Finding Your Home's Style

I wrote on instagram stories last night about the oversaturation of the word "farmhouse" and how it's being applied to home designs of all stripes and more often than not, it's inappropriate, inaccurate, or used as a marketing buzzword. Because of it, the thing that makes charming homes on farms all over the country inherently special is being watered down until it means nothing.

If everything is a farmhouse, nothing is. See what I'm saying?

I found my own bedroom featured on pinterest and repinned 7.3 k times with the caption someone applied to it: "Beautiful Rustic Farmhouse Master Bedroom Ideas."

Our home is a lot of things. It is a 1925 craftsman airplane bungalow with a carriage porch, in the middle of town. But it is neither rustic or on a farm. 
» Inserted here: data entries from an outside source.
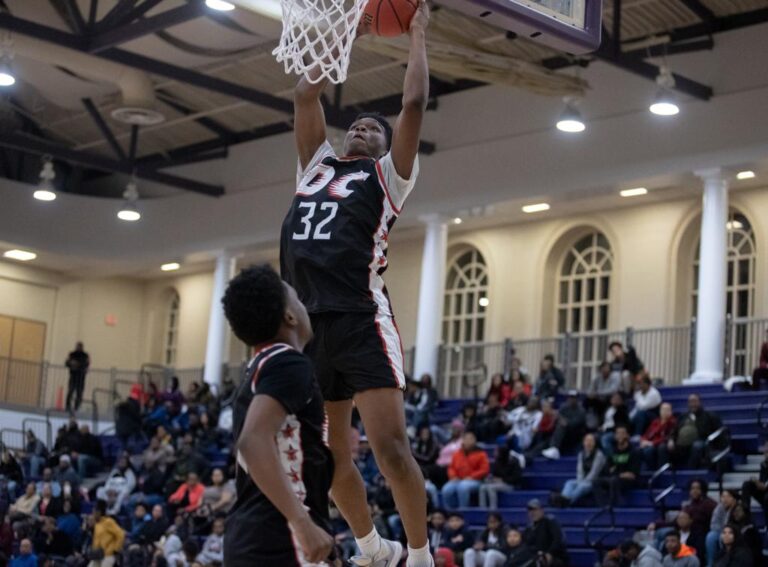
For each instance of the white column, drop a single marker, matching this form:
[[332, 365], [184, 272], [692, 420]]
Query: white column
[[431, 291], [713, 261], [217, 348]]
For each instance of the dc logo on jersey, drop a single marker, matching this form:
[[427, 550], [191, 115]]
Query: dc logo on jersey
[[321, 176]]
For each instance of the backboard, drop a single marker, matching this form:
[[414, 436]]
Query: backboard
[[572, 26]]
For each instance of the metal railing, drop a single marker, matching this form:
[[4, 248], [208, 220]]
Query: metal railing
[[658, 499]]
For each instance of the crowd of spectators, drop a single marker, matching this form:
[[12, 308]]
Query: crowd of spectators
[[156, 500]]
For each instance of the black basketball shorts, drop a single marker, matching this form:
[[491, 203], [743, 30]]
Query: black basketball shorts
[[353, 352]]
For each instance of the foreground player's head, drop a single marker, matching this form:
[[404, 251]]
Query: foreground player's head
[[369, 135], [261, 308]]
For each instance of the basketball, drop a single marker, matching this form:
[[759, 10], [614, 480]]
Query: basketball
[[389, 18]]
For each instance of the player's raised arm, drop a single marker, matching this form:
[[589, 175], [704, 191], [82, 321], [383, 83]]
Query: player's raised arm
[[407, 131], [309, 118], [258, 449]]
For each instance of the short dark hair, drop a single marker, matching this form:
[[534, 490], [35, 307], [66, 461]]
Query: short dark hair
[[627, 546], [381, 120], [254, 304]]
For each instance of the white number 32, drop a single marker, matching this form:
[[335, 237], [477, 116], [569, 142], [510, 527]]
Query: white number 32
[[307, 220]]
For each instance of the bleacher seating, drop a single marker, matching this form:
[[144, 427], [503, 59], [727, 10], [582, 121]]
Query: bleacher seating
[[736, 409]]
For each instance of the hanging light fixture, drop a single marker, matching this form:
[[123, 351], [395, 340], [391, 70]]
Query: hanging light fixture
[[665, 102], [129, 212], [7, 77], [570, 119], [45, 189]]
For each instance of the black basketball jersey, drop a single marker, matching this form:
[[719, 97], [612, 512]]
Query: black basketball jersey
[[255, 528], [333, 247]]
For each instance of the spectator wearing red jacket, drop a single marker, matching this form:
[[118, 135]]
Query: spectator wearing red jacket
[[189, 495], [653, 444], [469, 466]]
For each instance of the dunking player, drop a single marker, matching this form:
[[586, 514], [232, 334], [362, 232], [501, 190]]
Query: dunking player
[[333, 251], [279, 520]]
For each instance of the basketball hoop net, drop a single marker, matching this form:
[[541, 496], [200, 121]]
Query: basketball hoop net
[[317, 37]]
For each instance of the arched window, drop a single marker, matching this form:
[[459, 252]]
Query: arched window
[[583, 303], [172, 329], [740, 290], [466, 299]]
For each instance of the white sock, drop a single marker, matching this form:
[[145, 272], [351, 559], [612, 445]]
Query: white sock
[[369, 545], [419, 557]]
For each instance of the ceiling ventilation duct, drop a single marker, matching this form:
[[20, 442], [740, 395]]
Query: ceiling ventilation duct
[[138, 105]]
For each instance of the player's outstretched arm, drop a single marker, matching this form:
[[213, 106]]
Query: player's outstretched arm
[[258, 449], [407, 131], [309, 118]]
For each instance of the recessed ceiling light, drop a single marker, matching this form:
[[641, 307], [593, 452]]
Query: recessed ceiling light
[[537, 208], [636, 192], [220, 5], [20, 255]]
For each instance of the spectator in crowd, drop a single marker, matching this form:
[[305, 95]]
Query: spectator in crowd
[[590, 463], [458, 537], [757, 488], [653, 443], [108, 538], [49, 505], [158, 454], [26, 504], [188, 496], [604, 384], [424, 401], [219, 497], [426, 450], [621, 472], [647, 402], [760, 374], [501, 388], [551, 379], [10, 470], [120, 483], [469, 466], [678, 554], [490, 422], [523, 423], [35, 455], [89, 457], [516, 552], [153, 530], [720, 517], [747, 534], [213, 548], [690, 438], [635, 555], [437, 530], [571, 422], [65, 474], [733, 552], [26, 556], [616, 415], [626, 363], [52, 541], [487, 549], [506, 473], [544, 536], [78, 363], [542, 438]]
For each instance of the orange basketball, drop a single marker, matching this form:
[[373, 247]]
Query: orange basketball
[[389, 18]]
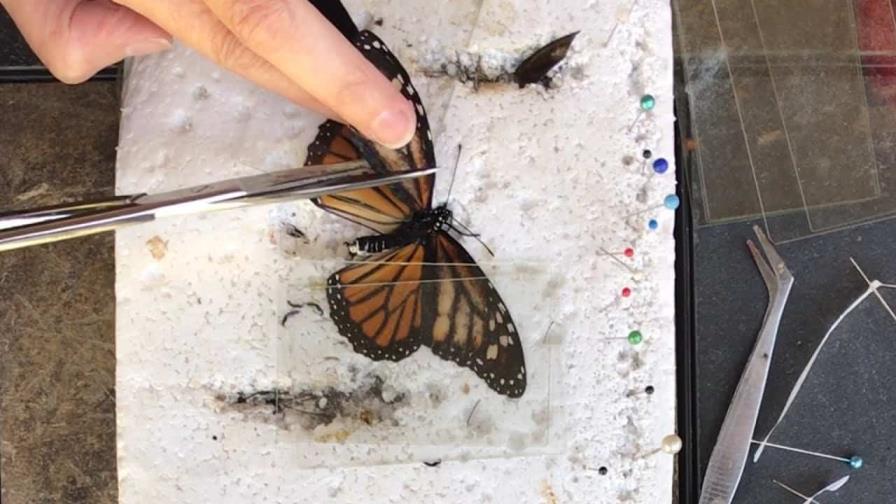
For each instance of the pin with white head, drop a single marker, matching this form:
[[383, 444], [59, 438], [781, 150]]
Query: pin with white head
[[670, 445]]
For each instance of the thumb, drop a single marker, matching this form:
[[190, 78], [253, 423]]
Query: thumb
[[77, 38]]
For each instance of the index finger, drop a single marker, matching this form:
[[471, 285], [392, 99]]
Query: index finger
[[301, 43]]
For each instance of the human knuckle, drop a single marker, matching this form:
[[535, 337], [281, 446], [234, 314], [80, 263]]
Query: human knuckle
[[350, 86], [228, 51], [251, 18]]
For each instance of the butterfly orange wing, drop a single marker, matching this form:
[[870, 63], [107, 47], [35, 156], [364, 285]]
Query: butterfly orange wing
[[471, 325], [383, 208], [378, 304]]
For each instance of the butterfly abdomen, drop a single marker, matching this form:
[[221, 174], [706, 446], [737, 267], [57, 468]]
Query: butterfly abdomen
[[418, 228]]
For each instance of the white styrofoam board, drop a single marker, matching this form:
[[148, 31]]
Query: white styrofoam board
[[543, 177]]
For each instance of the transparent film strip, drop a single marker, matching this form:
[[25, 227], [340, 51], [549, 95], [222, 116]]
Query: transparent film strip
[[792, 123]]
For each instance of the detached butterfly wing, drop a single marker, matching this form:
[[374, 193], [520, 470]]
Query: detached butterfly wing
[[378, 305], [472, 325], [429, 292]]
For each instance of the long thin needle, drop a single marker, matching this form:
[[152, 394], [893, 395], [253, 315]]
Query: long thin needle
[[876, 293]]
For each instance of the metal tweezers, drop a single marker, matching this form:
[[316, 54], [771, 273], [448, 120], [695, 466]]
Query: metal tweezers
[[48, 224], [726, 464]]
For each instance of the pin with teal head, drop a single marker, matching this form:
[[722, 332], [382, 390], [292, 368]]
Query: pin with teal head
[[646, 104]]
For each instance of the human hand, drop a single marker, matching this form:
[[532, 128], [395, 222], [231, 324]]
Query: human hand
[[286, 46]]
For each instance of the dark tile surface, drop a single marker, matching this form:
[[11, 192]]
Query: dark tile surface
[[790, 109], [57, 302]]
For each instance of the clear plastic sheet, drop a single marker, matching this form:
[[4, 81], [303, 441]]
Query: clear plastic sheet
[[808, 140]]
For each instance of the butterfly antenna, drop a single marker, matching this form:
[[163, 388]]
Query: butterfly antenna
[[467, 232], [453, 173]]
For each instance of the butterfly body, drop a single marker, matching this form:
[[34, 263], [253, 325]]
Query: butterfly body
[[417, 285], [421, 227]]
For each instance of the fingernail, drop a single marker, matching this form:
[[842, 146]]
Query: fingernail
[[148, 46], [395, 128]]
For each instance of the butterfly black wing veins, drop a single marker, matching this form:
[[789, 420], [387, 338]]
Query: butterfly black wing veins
[[418, 285]]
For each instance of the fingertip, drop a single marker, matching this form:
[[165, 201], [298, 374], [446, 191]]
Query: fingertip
[[147, 46], [394, 127]]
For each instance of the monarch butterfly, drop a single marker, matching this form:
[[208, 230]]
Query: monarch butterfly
[[421, 286]]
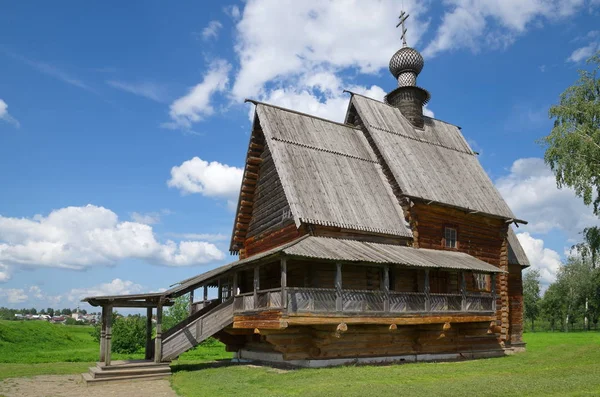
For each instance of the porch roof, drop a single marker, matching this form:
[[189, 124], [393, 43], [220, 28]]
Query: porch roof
[[334, 249]]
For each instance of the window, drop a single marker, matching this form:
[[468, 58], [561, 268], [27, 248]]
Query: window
[[450, 237], [482, 282]]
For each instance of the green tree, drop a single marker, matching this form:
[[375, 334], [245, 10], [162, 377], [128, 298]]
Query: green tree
[[531, 295], [128, 333], [573, 146]]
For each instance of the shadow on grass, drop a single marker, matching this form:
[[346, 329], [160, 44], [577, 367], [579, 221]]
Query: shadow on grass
[[200, 366]]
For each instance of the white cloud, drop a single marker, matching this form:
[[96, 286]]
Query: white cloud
[[583, 53], [4, 274], [546, 260], [283, 39], [146, 89], [233, 12], [36, 291], [81, 237], [201, 236], [209, 179], [115, 287], [211, 31], [13, 295], [196, 104], [148, 218], [496, 23], [530, 190], [4, 115]]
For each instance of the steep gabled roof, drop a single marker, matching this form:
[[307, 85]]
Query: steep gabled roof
[[433, 164], [330, 174], [516, 253]]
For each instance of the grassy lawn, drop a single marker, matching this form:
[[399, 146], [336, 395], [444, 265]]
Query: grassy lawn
[[29, 348], [554, 365]]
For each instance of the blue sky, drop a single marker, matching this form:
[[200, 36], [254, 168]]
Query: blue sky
[[123, 127]]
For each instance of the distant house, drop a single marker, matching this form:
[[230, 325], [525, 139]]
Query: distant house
[[373, 240]]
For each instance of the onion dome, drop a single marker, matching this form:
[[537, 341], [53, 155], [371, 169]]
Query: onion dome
[[405, 65]]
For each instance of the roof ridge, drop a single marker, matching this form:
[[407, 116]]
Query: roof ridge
[[255, 102], [387, 104], [420, 140], [323, 150]]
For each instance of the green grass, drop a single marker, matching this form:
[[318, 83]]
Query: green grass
[[554, 365], [29, 348]]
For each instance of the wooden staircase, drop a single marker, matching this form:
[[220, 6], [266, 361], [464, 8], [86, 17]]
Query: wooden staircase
[[201, 327], [127, 371], [177, 340]]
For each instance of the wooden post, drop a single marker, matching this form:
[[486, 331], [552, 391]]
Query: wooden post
[[191, 302], [149, 333], [220, 292], [463, 291], [256, 285], [235, 283], [386, 288], [427, 289], [283, 282], [103, 334], [108, 335], [339, 303], [158, 340], [493, 292]]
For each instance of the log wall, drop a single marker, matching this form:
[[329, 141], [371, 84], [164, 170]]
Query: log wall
[[327, 342], [515, 296], [480, 236]]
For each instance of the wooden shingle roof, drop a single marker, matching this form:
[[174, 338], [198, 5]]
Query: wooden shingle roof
[[330, 174], [434, 163]]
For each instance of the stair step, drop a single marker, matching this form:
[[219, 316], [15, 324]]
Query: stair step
[[121, 364], [90, 380], [99, 373]]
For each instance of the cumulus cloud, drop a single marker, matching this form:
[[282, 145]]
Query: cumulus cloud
[[148, 218], [496, 23], [81, 237], [530, 190], [5, 116], [13, 295], [278, 40], [115, 287], [197, 103], [208, 179], [583, 53], [201, 236], [211, 31], [546, 260], [4, 275]]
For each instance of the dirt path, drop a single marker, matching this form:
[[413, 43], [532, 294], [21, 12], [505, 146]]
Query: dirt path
[[73, 386]]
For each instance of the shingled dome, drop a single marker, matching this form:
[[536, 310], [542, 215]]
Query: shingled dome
[[406, 59]]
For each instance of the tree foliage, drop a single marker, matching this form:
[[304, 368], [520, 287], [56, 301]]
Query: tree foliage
[[573, 146], [128, 333]]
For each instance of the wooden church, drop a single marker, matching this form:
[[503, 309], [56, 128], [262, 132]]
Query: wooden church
[[379, 239]]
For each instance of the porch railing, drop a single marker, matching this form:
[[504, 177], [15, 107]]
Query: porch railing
[[331, 300]]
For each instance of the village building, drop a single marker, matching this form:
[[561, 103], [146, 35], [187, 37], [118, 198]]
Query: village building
[[378, 239]]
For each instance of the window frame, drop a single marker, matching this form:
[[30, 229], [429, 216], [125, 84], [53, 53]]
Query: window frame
[[456, 232]]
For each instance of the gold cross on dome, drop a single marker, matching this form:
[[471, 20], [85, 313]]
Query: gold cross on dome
[[403, 17]]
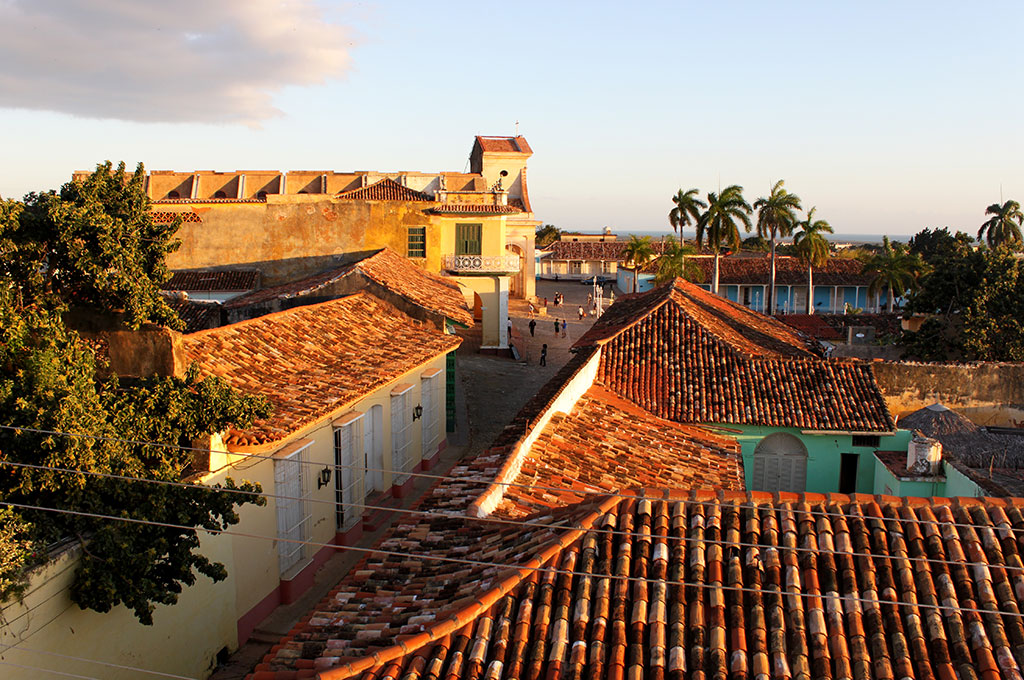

After posting on instagram stories about this, I got so many comments from folks who ask "How can I find my own style? It's confusing if you're new to it!" In other words, if we don't label design with a buzzword like "farmhouse," how do we find it? And so, this is my secret magic formula I walk through on every single home we design on Home Town.

 

1. STYLE OF ARCHITECTURE

Be honest about what your house IS and is NOT. It is often something you can freshen up, augment, or update, but it is rarely totally changeable. Rather than try to change the DNA of something by trying to make your home into something it is not, how can you take design cues from it? How can it lead the way and inspire you? If it’s not an ideal design, is there a house that inspires you that is of the same era or style? In other words, dress it for the job it wants, not the job it has. What era was it built in? Our house is a craftsman bungalow built in 1925 and when I can’t think of how to fill a spot or choose a finish, I think: what would this house have had in 1925? I don't find a lot of inspiration in being completely committed to period style though. I think a home is much more interesting when the personality of the people who live there are just as important in the design.


2. YOUR PERSONAL STYLE

Think about the clothes you wear, the car you drive. The things that make your heart beat fast. How can that be applied to your home? For instance, I wear a lot of simple linen and cotton dresses, worn and comfortable jeans. Ben wears old leather boots and chambray button downs. Sometimes I wear a caftan from India, or my grandmother’s antique gold and aquamarine ring. He wears tweed suits on Sunday and has collections of things: vintage pocket knives, pocket notebooks, hankies made from old shirts. And so, our house feels much the same. We have tables he built from wood that reminds me of the color of his boots, linen sofas that feel like my favorite dresses. Jars of sand and stones from places we've traveled, labeled and displayed together on a shelf, portraits of ancestors or people we don't know who just felt like friendly faces. An oil painting that was used as a prop on The Sopranos. Chinese ginger jar lamps—global feeling, like those caftans, a bit unusual, unexpected. An old heavy butcher block for a side table that reminds me of Ben, too—sturdy, unrefined. It’s not all about me. He lives here too, and every room reflects that.


3. FIND THE ALCHEMY: What’s the common thread between the points above? For Ben and me, it’s comfort, nostalgia, curiosity, collected, traditional, unusual. If nothing else feels right, look to those threads to find your way.

Write down thoughts on these 3 points and see what you find! That is your home. All the things that ring true. That's YOU. And you don't need a buzzword to describe it.